On film sets in the event of a lightning storm safety protocol is to shut down the generator immediately - running the genny when there is lightning is considered even more dangerous than having lights up on stands, even if all the lights are safely set up inside a building the genny must be powered down. I've always wondered why that is? Does something about the generator producing it's own electricity somehow attract the lightning?


----------



## José_Fuentes (Aug 8, 2014)

As far as I can tell, there's no difference regarding lightning due to the generator powering itself and the loads. If the electrical system is safe from lightning, for instance, if it's completely indoors with no conducting path to the outside (Apart from the earth/soil, of course), then there's no reason to shut it down. The only exception is radio equipment, which may pick the high electromagnetic noise and the powerful electromagnetic pulses from the thunderstorm may endanger it.
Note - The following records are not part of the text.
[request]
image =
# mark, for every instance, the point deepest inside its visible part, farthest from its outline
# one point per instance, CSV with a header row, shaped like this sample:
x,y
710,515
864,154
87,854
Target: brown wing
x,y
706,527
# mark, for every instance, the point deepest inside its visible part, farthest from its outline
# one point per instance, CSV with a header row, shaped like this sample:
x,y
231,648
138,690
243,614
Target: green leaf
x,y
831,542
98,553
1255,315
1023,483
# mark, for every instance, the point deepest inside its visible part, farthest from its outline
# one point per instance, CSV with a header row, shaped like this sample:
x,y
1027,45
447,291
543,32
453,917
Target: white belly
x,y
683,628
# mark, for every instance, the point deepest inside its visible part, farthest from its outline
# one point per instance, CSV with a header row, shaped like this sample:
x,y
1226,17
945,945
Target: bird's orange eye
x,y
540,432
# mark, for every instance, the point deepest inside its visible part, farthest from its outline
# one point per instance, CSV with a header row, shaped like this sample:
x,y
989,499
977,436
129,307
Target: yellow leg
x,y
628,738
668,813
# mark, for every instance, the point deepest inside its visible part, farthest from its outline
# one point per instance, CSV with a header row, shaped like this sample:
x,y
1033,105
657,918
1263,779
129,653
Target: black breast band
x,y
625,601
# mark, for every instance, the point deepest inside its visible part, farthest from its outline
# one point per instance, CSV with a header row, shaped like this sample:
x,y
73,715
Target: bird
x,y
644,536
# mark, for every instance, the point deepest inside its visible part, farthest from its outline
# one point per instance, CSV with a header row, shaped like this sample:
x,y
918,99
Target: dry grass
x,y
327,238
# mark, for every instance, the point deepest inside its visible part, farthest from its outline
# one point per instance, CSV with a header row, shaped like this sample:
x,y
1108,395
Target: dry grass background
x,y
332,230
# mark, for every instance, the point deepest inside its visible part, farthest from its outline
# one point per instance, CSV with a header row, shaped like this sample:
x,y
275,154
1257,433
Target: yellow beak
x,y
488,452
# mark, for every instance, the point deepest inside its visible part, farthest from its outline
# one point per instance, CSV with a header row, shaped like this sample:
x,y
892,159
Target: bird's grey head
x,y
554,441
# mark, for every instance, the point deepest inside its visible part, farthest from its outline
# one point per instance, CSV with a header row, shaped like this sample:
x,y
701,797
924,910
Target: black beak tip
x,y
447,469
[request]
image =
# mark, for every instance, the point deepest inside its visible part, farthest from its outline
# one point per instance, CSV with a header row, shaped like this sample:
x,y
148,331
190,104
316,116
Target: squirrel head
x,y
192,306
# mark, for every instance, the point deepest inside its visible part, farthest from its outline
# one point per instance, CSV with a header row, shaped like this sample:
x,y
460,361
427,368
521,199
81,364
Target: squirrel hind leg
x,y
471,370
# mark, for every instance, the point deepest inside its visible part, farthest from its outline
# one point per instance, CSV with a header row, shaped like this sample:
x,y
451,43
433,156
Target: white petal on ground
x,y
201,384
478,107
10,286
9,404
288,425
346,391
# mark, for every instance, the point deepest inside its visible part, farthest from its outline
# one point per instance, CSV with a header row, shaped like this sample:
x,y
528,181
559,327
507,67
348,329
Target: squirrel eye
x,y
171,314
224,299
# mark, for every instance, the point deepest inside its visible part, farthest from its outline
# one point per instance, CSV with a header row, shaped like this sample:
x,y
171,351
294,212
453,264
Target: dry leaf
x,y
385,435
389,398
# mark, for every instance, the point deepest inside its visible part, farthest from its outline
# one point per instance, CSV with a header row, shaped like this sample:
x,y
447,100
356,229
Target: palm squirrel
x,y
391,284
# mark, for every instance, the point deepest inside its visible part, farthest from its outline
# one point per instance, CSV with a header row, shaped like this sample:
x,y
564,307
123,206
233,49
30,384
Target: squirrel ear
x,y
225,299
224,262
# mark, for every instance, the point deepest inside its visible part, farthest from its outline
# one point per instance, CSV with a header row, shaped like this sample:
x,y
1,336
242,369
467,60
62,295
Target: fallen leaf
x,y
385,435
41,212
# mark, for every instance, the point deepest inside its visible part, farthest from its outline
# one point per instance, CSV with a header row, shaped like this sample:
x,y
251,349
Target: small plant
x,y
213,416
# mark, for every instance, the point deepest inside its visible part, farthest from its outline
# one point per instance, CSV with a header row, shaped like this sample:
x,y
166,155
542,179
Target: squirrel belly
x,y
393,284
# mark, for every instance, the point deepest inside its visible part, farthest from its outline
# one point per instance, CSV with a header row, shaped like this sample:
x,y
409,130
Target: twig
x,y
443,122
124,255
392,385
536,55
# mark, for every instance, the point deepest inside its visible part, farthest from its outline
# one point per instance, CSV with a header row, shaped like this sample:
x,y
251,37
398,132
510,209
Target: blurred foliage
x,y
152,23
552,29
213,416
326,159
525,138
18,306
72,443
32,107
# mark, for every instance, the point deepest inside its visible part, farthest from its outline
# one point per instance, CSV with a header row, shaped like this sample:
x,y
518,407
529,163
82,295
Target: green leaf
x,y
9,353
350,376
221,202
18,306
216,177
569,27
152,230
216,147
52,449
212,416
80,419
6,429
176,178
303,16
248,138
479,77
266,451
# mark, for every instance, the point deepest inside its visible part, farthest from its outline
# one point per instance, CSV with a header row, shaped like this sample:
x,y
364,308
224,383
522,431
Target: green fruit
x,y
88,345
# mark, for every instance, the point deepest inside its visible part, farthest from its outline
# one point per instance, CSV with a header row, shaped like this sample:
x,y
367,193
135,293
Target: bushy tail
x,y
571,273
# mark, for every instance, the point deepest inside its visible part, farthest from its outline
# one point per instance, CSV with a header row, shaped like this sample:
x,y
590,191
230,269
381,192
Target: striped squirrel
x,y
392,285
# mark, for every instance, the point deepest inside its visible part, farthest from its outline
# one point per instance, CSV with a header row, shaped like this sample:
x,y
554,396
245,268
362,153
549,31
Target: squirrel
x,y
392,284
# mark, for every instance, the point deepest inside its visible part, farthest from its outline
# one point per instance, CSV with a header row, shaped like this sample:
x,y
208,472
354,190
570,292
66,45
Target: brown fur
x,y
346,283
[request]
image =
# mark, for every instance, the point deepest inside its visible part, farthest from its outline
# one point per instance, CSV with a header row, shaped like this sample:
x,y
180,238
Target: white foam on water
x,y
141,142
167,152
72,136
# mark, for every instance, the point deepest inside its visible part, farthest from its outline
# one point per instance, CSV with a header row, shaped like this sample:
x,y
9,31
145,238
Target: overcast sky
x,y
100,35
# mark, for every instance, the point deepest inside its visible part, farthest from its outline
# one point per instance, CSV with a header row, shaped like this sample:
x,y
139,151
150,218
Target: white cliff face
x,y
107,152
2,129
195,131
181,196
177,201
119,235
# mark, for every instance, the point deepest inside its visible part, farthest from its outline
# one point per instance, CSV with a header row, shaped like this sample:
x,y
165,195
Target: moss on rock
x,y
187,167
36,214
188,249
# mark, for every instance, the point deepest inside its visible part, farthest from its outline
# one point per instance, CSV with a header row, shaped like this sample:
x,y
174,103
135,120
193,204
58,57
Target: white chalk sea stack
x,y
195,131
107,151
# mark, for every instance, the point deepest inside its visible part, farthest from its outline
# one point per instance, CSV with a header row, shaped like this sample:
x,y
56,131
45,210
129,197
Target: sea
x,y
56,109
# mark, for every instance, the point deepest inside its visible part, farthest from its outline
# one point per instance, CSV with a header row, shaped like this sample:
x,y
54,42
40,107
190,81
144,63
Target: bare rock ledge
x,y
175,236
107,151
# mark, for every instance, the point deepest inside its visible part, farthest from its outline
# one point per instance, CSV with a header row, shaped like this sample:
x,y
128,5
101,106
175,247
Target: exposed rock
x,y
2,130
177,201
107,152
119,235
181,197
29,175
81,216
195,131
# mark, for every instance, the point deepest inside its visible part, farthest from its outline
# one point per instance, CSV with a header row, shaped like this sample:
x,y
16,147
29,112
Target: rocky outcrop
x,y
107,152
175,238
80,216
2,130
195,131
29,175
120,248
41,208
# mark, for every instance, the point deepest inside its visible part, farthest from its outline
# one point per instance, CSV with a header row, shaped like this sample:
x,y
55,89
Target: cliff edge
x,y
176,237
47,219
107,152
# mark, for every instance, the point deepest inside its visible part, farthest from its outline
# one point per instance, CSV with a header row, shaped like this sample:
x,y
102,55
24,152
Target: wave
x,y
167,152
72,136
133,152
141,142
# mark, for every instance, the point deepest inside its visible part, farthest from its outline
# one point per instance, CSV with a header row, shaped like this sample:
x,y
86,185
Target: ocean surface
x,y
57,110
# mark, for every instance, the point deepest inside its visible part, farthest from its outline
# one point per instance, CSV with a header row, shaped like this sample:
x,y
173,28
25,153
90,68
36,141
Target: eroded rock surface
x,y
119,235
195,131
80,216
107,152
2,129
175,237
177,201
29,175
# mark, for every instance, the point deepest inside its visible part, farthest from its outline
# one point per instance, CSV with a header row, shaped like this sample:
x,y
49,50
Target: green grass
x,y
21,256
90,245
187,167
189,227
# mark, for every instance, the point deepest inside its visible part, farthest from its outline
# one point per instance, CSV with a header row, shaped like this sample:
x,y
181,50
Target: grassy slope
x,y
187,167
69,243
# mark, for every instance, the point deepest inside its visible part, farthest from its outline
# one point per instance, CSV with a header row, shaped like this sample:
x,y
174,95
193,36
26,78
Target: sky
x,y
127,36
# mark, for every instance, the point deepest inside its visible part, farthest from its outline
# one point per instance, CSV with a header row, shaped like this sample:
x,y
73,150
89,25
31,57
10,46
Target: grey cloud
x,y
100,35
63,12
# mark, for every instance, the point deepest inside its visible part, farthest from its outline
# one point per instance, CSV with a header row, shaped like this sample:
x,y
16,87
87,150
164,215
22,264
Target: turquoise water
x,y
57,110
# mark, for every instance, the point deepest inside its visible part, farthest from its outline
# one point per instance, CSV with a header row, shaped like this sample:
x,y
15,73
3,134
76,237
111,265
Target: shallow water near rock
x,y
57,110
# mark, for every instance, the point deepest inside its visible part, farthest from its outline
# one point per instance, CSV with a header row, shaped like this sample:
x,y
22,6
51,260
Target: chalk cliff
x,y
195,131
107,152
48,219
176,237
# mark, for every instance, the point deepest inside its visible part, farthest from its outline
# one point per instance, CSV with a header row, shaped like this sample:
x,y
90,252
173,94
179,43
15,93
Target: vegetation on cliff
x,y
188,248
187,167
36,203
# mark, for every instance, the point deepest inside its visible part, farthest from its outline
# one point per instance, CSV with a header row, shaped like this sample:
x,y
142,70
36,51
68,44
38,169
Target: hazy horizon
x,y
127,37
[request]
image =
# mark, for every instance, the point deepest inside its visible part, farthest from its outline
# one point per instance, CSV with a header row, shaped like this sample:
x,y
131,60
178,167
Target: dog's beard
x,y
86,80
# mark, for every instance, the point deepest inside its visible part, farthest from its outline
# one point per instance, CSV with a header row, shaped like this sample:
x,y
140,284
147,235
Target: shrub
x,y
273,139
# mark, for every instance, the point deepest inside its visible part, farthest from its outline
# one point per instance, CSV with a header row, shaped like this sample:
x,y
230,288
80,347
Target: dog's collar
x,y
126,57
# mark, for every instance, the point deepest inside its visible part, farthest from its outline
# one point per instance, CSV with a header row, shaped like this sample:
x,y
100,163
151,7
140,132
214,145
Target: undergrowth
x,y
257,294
On the other hand, if the generator is connected to the grid or part of the system it feeds is outdoors and prone to be hit by lightning, then it makes sense to *disconnect* it (Not only shut it down) and ground *all* the conductors. This way if there's a lighting strike in a conductor most of the energy will pass directly to earth.

As far as I can tell, simply shutting down equipment won't protect it from lighting. Lighting is dielectric breakdown of kilometers of air, and won't have any problem passing through an _open_ switch or relay to get a path to earth through an electrical apparatus, should it hit a normally hot wire (Even if it's unenergized). Furthermore, most appliances are electronic and are keep a part of their electronics powered even when ostensibly powered off. This is the system responsible for receiving the power up input from the user (Button push, etc.) and activating the device for the intended function, and also to keep the real time clock running and the LEDs glowing. There's no benefit in shutting down such a device in a thunderstorm AFAIK, because those electronics could be damaged in the event of a lighting strike, and the whole device would be rendered unusable.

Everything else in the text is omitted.